Symptoms of the problem

Naturally, many are interested in how to recognize a pathology in order to start treatment as early as possible. At the same time, as doctors note, the symptoms can be varied, it all depends on the localization of the tumor. In the early stages, throat cancer can be indicated by:

  • hoarseness of voice;
  • perspiration;
  • discomfort or foreign body sensation;
  • sore throat;
  • cough that appears on an ongoing basis.

The first doctor who should be consulted for such problems is the ENT.

Also, the development of throat cancer will indicate symptoms such as:

  • an increase in temperature to subfebrile values;
  • drowsiness and constant feeling of tiredness;
  • weakness;
  • increased fatigue.

The larger the tumor becomes, the more it interferes. Further disturbances of the voice will appear, the loss of its sonority and melody.

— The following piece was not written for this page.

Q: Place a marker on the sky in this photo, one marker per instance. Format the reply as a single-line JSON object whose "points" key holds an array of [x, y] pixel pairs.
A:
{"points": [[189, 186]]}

Of course, in connection with this pathology, many people have a question about the prognosis for survival. The first stage, as usual, responds best to therapy. In the second stage, doctors take 5 years or more. The third stage makes the situation worse: the probability of surviving for 5 years is 50%. Cancer found in stage four leaves almost no chance: only a quarter of people live more than 5 years.

A number of factors also affect forecasts:

  • the patient’s age;
  • concomitant diseases;
  • psychological state, etc.

Diagnostics and treatment

The presence of a problem is determined by a whole complex of measures, which includes visual examination, analyzes and MRI with CT. Also, smears are used, etc. They are treated surgically, and there are methods of intervention in which you can save the organ by removing it in parts. Chemotherapy, radiation therapy and other methods are also used, which are considered effective in each case in the opinion of the attending physician.